K) This Court is now also required to notice certain supplementary but important facts.
That it is the second Project of its type in the Purulia region named as the Turga Pumped Storage Scheme. The previous project by the name of Purulia Pumped Storage Scheme is already operational. The Geological Survey of India had conducted feasibility studies in 1978- 1979.
That the Project is suitable for the terrain from the technical point of view.
That the Project is likely to generate permanent/ regular employment for 169 persons and temporary employment for 1890000 persons.
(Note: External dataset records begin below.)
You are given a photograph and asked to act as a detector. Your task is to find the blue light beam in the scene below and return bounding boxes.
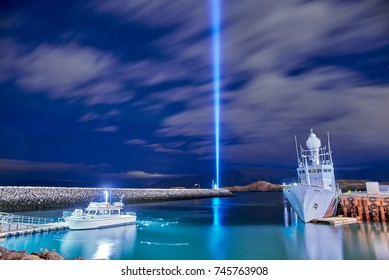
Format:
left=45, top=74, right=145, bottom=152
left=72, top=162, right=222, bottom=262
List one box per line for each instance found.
left=212, top=0, right=220, bottom=188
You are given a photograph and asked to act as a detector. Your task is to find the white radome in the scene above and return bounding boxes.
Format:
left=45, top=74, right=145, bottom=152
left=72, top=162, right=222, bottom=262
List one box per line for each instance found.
left=306, top=132, right=321, bottom=150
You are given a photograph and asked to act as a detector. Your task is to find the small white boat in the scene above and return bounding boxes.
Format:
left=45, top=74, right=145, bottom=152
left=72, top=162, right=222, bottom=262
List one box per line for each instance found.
left=63, top=196, right=136, bottom=230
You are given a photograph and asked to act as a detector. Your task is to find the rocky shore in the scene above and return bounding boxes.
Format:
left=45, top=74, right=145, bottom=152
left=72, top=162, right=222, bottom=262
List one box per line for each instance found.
left=0, top=186, right=234, bottom=212
left=0, top=246, right=78, bottom=261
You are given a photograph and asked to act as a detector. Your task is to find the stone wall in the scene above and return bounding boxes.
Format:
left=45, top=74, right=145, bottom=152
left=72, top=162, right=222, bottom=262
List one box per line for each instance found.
left=0, top=186, right=234, bottom=212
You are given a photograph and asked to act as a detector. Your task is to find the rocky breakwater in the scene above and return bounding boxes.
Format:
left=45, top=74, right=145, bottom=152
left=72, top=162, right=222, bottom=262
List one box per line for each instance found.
left=0, top=186, right=234, bottom=212
left=226, top=181, right=283, bottom=192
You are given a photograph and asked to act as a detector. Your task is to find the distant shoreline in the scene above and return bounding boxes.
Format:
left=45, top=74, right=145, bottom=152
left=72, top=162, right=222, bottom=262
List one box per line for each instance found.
left=0, top=186, right=234, bottom=212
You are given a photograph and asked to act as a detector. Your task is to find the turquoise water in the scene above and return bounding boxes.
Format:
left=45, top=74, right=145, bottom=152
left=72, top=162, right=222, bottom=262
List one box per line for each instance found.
left=0, top=193, right=389, bottom=260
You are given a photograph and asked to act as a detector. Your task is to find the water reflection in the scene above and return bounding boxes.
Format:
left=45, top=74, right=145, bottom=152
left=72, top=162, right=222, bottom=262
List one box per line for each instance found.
left=207, top=197, right=227, bottom=260
left=55, top=225, right=136, bottom=259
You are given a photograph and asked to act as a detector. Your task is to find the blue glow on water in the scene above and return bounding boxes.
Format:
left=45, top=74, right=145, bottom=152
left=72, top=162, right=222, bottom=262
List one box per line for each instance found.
left=0, top=192, right=389, bottom=260
left=212, top=0, right=220, bottom=189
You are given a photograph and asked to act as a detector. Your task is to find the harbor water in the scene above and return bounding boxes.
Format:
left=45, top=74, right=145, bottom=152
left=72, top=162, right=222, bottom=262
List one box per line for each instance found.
left=0, top=192, right=389, bottom=260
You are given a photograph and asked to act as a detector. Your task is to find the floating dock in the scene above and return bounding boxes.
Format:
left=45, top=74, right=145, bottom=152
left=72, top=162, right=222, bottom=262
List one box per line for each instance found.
left=0, top=212, right=69, bottom=238
left=312, top=217, right=358, bottom=226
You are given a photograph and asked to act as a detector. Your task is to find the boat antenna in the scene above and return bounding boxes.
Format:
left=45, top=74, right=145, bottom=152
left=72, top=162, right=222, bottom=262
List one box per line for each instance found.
left=327, top=131, right=332, bottom=164
left=294, top=135, right=300, bottom=164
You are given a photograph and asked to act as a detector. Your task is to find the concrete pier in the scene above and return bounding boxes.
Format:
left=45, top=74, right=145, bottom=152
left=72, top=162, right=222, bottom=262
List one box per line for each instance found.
left=0, top=186, right=234, bottom=212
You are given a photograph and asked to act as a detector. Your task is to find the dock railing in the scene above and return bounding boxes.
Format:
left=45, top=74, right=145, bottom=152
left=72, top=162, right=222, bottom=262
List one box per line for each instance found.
left=0, top=212, right=56, bottom=232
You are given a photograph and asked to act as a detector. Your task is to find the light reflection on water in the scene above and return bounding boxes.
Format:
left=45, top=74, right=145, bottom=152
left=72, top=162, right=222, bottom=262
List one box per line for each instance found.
left=0, top=193, right=389, bottom=260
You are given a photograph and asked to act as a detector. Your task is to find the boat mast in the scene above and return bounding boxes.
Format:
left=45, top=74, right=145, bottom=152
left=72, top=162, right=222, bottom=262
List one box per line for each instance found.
left=294, top=135, right=301, bottom=166
left=327, top=131, right=333, bottom=165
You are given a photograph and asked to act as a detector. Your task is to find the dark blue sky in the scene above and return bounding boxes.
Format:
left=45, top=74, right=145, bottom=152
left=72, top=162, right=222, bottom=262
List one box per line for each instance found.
left=0, top=0, right=389, bottom=185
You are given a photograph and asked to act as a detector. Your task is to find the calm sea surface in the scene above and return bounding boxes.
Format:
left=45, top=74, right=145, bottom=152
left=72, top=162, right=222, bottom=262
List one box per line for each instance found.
left=0, top=192, right=389, bottom=260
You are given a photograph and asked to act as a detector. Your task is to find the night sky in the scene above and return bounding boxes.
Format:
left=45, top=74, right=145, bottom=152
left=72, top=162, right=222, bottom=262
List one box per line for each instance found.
left=0, top=0, right=389, bottom=185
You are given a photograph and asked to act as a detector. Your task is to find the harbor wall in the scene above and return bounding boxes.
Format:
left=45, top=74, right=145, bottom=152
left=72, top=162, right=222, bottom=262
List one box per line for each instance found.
left=0, top=186, right=234, bottom=212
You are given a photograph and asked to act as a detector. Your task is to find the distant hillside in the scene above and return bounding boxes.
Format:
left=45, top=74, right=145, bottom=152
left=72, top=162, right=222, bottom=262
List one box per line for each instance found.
left=225, top=181, right=283, bottom=192
left=151, top=168, right=389, bottom=188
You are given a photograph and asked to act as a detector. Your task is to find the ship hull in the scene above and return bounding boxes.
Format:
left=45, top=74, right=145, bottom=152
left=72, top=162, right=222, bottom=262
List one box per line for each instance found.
left=65, top=215, right=136, bottom=230
left=283, top=184, right=338, bottom=223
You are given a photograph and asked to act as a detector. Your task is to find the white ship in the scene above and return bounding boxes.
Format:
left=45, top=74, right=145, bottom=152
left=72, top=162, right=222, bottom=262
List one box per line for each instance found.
left=283, top=129, right=340, bottom=223
left=63, top=195, right=136, bottom=230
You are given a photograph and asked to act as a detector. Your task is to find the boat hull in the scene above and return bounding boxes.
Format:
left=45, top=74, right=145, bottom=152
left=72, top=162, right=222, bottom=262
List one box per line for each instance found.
left=65, top=215, right=136, bottom=230
left=283, top=184, right=338, bottom=223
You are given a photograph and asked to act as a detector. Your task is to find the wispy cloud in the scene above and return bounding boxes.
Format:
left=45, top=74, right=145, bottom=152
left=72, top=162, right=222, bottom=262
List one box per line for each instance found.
left=91, top=0, right=389, bottom=166
left=125, top=138, right=186, bottom=154
left=96, top=125, right=119, bottom=132
left=0, top=158, right=101, bottom=172
left=0, top=39, right=133, bottom=105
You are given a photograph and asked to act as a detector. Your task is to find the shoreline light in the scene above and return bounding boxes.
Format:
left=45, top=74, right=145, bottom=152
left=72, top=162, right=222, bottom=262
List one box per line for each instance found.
left=212, top=0, right=220, bottom=188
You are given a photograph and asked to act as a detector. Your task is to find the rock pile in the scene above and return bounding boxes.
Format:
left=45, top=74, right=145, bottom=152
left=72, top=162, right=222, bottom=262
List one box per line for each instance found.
left=0, top=186, right=234, bottom=212
left=0, top=246, right=70, bottom=260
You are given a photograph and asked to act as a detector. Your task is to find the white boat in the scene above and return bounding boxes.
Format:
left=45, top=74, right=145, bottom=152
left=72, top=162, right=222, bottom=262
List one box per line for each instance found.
left=283, top=129, right=340, bottom=223
left=63, top=196, right=136, bottom=230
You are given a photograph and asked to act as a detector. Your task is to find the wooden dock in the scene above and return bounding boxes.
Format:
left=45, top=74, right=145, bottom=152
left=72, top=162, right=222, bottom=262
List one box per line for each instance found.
left=338, top=192, right=389, bottom=222
left=312, top=217, right=358, bottom=226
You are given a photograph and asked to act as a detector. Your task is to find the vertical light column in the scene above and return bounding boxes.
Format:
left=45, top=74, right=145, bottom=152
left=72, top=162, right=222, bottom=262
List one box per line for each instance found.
left=212, top=0, right=220, bottom=188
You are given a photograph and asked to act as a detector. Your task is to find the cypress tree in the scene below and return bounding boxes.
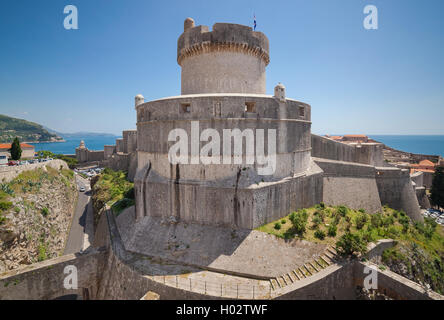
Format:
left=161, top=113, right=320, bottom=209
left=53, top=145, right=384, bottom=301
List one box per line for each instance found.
left=9, top=137, right=22, bottom=160
left=430, top=166, right=444, bottom=208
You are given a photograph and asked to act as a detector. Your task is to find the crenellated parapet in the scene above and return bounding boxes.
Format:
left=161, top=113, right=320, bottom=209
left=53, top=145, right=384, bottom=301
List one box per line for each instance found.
left=177, top=18, right=270, bottom=94
left=177, top=23, right=270, bottom=65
That the Project area also comprises of an Elephant corridor for a herd of around 14 wild elephants. However, the Project work involves minimum to nil displacement of humans, fauna and flora.(Source: Site Inspection Report of the Conservator of Forests (Central); (Pages 224-229 of the State’ Paper Book).
It would be not without significance to notice that the above topographical, social, economic and natural facts stood uncontroverted at the hearing.
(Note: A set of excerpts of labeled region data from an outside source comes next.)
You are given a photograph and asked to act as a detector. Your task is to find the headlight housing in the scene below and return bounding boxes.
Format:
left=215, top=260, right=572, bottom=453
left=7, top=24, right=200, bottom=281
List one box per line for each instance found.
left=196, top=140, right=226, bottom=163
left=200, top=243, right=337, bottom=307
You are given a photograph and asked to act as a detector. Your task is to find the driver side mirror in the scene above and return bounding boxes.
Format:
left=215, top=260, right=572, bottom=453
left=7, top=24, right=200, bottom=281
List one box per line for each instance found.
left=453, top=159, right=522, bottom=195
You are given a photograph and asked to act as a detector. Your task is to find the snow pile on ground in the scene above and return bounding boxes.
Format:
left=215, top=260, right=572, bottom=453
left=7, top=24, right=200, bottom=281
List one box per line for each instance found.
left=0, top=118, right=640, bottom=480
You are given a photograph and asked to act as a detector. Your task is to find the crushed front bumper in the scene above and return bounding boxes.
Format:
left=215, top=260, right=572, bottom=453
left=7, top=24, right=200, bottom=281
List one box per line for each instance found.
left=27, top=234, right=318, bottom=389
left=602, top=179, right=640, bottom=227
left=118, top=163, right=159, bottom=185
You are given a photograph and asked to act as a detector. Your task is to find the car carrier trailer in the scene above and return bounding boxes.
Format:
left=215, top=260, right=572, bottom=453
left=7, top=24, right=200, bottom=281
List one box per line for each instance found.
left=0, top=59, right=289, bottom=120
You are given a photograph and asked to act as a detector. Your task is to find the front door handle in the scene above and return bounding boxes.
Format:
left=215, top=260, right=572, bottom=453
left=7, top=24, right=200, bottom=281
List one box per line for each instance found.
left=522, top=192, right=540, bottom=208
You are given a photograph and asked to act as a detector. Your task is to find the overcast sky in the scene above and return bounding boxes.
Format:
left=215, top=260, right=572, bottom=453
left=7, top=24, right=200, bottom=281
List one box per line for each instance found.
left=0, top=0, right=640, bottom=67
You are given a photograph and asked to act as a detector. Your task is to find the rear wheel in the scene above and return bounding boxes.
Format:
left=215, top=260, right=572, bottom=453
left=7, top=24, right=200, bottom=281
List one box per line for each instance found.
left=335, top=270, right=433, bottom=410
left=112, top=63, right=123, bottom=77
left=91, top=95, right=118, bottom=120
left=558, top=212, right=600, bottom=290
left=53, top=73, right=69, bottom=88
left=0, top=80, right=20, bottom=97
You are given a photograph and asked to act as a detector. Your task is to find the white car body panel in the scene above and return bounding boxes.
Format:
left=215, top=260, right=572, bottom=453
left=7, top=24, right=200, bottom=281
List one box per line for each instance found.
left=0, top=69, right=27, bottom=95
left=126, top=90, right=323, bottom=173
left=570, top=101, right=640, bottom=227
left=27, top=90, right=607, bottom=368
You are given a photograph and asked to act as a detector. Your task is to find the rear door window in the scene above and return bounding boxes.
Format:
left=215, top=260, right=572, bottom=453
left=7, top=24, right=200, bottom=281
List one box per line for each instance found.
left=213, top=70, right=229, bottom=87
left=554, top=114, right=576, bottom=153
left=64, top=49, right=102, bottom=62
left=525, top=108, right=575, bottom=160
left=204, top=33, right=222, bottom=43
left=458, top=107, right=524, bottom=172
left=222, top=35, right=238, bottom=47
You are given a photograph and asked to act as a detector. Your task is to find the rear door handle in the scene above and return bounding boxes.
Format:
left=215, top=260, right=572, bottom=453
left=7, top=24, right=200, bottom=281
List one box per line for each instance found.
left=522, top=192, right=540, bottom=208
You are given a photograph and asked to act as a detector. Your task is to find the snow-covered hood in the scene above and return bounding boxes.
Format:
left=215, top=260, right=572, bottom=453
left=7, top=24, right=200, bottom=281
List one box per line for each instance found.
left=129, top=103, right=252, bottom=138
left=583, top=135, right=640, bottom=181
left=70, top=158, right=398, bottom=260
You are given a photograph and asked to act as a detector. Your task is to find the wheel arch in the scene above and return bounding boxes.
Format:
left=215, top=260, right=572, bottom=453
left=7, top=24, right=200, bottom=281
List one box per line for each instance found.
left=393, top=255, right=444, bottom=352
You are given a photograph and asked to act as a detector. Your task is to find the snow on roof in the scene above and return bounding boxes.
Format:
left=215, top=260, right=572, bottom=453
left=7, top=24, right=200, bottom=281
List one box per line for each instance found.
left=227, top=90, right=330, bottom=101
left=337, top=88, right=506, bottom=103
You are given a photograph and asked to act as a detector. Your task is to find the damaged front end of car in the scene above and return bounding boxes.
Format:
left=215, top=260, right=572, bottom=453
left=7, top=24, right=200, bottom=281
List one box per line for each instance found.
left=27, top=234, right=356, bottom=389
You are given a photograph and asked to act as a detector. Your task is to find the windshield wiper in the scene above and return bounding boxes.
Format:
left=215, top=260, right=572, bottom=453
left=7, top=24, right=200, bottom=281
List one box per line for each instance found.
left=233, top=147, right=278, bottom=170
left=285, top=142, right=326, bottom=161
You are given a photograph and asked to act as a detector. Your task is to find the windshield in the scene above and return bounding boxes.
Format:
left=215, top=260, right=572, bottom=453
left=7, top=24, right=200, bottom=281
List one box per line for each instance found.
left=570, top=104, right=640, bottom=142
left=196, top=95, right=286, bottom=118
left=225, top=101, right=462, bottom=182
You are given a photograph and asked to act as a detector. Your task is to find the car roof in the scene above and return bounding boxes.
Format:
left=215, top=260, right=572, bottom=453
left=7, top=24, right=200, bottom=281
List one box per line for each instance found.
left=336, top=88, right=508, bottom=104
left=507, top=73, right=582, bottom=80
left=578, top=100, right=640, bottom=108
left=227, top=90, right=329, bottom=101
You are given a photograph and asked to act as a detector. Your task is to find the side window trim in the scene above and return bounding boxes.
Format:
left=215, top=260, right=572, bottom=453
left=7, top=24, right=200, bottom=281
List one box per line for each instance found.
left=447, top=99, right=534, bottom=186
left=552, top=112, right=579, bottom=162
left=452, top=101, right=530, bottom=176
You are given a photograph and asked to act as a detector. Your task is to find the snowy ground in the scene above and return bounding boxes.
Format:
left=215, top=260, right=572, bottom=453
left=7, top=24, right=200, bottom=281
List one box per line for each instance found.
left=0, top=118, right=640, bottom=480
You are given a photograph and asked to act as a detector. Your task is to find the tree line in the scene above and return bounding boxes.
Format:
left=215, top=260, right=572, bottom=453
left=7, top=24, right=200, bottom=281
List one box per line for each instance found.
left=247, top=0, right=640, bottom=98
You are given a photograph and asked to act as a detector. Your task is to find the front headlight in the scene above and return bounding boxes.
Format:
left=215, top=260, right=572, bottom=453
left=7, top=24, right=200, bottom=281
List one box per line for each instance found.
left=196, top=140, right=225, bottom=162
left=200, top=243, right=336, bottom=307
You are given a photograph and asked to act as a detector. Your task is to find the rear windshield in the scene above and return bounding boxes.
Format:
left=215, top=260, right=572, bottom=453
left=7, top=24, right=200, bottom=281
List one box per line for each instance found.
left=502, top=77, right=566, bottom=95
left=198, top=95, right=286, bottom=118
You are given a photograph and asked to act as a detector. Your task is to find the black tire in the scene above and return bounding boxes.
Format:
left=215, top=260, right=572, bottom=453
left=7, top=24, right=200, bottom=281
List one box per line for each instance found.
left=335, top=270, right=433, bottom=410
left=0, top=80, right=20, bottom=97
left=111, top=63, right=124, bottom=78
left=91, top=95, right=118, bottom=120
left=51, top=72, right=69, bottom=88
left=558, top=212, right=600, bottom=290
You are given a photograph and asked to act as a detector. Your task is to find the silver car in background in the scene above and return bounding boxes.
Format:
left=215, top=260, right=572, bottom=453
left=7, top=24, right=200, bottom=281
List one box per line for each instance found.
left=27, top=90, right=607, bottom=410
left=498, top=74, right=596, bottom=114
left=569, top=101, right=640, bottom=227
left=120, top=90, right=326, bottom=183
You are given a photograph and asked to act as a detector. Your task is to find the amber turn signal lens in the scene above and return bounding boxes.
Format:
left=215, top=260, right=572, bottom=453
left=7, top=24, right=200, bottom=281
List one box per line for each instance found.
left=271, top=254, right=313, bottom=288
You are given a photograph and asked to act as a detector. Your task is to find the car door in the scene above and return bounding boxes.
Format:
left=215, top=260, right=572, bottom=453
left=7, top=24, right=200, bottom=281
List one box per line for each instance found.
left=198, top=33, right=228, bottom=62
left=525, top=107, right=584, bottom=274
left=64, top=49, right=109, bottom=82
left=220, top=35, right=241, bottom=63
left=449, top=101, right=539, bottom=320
For the reasons as already stated above in this Judgement and Order, this Court is not persuaded to agree with the finding of the Hon’ble Single Bench that the consultative mechanism involving Gram Sabhas under the 2006 Act read with its 2008 Rules has been absolutely subverted.
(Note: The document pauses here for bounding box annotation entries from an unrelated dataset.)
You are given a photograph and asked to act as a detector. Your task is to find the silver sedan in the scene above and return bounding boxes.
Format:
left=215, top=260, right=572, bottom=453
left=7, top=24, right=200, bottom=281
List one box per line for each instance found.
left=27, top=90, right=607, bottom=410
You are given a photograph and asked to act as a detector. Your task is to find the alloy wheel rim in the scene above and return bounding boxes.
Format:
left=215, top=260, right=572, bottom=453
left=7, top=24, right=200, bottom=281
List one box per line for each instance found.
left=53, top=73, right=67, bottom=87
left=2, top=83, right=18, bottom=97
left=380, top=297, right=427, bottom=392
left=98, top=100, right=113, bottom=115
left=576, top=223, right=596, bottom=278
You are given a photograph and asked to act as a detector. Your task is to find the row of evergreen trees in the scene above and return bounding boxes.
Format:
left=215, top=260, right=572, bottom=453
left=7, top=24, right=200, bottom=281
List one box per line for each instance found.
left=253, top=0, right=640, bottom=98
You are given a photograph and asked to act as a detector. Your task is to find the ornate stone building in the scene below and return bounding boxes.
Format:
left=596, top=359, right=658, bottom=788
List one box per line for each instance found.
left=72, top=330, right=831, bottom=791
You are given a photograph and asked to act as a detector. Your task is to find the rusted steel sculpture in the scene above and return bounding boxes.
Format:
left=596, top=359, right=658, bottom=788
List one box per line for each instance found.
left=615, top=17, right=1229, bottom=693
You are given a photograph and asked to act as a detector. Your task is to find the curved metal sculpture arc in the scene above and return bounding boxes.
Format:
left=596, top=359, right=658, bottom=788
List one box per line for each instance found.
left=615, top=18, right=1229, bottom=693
20. This Court finds that the consultative mechanism performed and placed by the State requires to be tested at the appropriate level whether reflective of the consent of the minimum required adult members, including women, in villages covered by the said Project area.
21. For the above reasons, the Judgement and Order of the Hon’ble Single Bench dated 2nd July, 2019 directing the process of settlement to be executed afresh stands set aside.
22. The issue of settlement of rights as recommended by the State shall be now examined at the appropriate level by the Central Government in consonance with the requirement of Condition xxiii of the letter dated 12th April 2018. The writ petitioners, or their authorized representative, shall also be entitled to place their presentation before the Central Government, upon being put to prior notice. Needless to add, the other Conditions set forth in the letter dated 12th April, 2018 shall also be examined in accordance with law.
23. M.A.T. 1156 of 2019 with CAN 1 of 2019(Old No. CAN 9607 of 2019),CAN 2 of 2019(Old No. CAN 10307 of 2019), CAN 3 of 2020 and M.A.T. 1396 of 2019 with CAN 1 of 2019(Old No. CAN 10259 OF 2019), CAN 2 of 2019(Old No. CAN 10262 OF 2019) stand accordingly disposed of. Parties shall be entitled to act on the basis of a server copy of this Judgement and Order placed on the official website of the Court.
24. Urgent Xerox certified photocopies of this judgment, if applied for, be given to the parties upon compliance of the requisite formalities I agree.